The deal went into effect a month after it was approved and will expire Oct. 22. Vatican Secretary of State Cardinal Pietro Parolin told journalists earlier this month that the Holy See intended to renew the agreement, which it adopted “ad experimentum,” or provisionally.
Cardinal Joseph Zen, the retired bishop of Hong Kong, told CNA earlier this month that the Church’s silence on human rights abuses in China as it sought to extend the deal would harm efforts to evangelize the country.
He said: “The resounding silence will damage the work of evangelization. Tomorrow when people will gather to plan the new China, the Catholic Church may not be welcome.”
Tornielli’s article appeared shortly before U.S. Secretary of State Mike Pompeo was due to arrive in Rome for talks with Parolin and Archbishop Paul Gallagher, Vatican Secretary for Relations with States.
In an exclusive interview with CNA Sept. 25, Pompeo said that he planned to discuss human rights violations in China, and urge Vatican officials to speak out about Chinese persecution of religious groups.
He observed that the plight of religious believers had worsened since Chinese President Xi Jinping came to power in 2013.
“The Church has an enormous amount of moral authority and we want to encourage them to use that moral authority, to improve the conditions for believers, certainly Catholic believers, but believers of all faiths inside of China, and so that’s the conversation that we’ll have,” he said.
In his article, Tornielli emphasized that the agreement did not touch on diplomatic relations between the Holy See and China, which Beijing broke off in 1951. Nor did it concern “the juridical status of the Catholic Chinese Church, or the relations between the clergy and the country’s authorities.”
“The Provisional Agreement exclusively treats the process for the appointment of bishops: an essential question for the life of the Church and for the necessary communion between the pastors of the Chinese Catholic Church with the Bishop of Rome and with the bishops throughout the world,” he wrote.
“The goal of the Provisional Agreement, therefore, has never been merely diplomatic, much less, political, but was always genuinely pastoral.

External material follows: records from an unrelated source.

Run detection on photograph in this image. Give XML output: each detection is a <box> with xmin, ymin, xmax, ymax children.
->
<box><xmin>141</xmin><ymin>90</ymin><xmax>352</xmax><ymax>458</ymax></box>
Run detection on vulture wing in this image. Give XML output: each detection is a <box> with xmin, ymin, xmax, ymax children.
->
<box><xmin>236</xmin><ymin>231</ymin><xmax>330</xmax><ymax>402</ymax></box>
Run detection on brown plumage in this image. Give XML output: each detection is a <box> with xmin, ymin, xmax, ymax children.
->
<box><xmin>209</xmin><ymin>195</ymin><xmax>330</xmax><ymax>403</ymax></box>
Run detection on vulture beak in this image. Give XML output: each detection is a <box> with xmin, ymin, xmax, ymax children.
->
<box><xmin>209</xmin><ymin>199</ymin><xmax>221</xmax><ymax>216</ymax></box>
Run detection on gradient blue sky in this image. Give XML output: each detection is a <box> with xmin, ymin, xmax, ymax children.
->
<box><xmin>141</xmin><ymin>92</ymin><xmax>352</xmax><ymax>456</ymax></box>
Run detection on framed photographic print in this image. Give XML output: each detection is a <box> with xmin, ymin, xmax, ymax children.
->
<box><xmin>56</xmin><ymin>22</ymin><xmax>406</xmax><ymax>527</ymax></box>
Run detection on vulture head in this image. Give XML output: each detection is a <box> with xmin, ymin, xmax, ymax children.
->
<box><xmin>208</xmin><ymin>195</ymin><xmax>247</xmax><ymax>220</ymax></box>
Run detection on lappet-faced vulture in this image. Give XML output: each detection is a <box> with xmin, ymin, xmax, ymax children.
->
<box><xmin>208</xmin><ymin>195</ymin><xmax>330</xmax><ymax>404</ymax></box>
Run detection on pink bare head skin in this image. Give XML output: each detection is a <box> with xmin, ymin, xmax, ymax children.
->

Its objective is to permit the Catholic faithful to have bishops in full communion with the Successor of Peter who are at the same time recognized by the authorities of the People’s Republic of China.”
When CNA asked Zen if he saw any prospect that Vatican negotiations with the current Communist government would lead to improvements for the local Church, he said simply “No.”
“Is there any choice between helping the government to destroy the Church or resisting the government to keep our Faith?” he asked.